Die dem heiligen Liborius geweihte, spätmittelalterliche Brückenkapelle wurde 2014 mit ihrem bildergeschmückten Sakralraum sowohl der Kirchgemeinde als auch als wichtige touristische Attraktion an den Routen des Werra-Radweges und des Wasserwanderweges Werra der Region der Öffentlichkeit übergeben. Aus Sicht des Konservators der Bau- und Kunstdenkmale im Freistaat Thüringen sei dem landschaftlich herrlich gelegenen Ensemble der mittelalterlichen Werrabrücke mit Kapelle jedoch nicht nur die gebührende touristische, sondern auch die erforderliche konservatorische Aufmerksamkeit zu dessen Pflege gewünscht. Bei aller Sorgfalt in der Vorbereitung und Umsetzung der Konservierung werden die in den 1930er und 1950er Jahren aufgetragenen und nicht restlos entfernbaren Dammarharze sukzessive wieder Wassermoleküle aus der Luft einlagern, der Effekt einer scheinbaren „Vergrauung“ der Malerei kann daher nicht gänzlich ausgeschlossen werden. Deshalb ist es empfehlenswert, wenn die Eigentümerin in regelmäßigen Abständen von einigen Jahren ein restauratorisches Monitoring veranlassen würde. Die Technologie zur Regenerierung der festgestellten Naturharze wurde gefunden und ist mit vergleichsweise geringem Aufwand anwendbar, sofern das Schadensphänomen nicht wieder die zuletzt zu bearbeitenden Ausmaße annimmt. Auch hier könnte sich der so erfolgreich wirkende Förderverein gezielt und zukunftsorientiert einbringen, beispielsweise durch die Initiierung einer genau auf die Pflege der Wandmalerei abzielende Stiftung oder Unterstiftung.

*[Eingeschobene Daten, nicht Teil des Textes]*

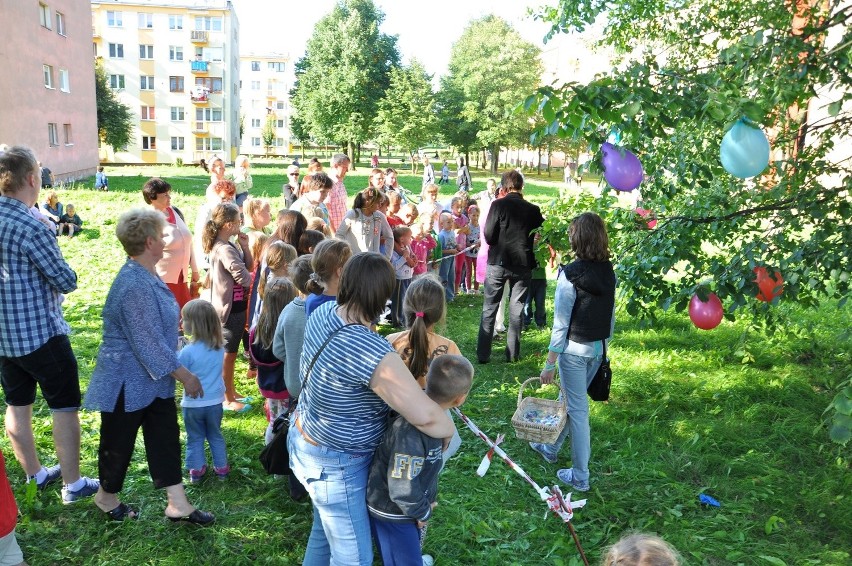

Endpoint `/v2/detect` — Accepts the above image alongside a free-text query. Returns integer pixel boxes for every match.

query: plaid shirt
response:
[0,196,76,357]
[325,177,348,233]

Das Beispiel der Liboriuskapelle Creuzburg zeigt, dass durch ein gutes, strategisch abgestimmtes, gemeinsames Wirken von kreativem, bürgerschaftlichem Engagement mit den Eigentümern und den zuständigen Behörden auch für nicht oder wenig intensiv genutzte, aber hochrangige Kulturdenkmale so gut wie immer Wege zur Lösung manchmal fast aussichtlos erscheinender Probleme gefunden werden können. Die Erfolgsgeschichte an der Liboriuskapelle möge daher ähnliche Initiativen ermutigen.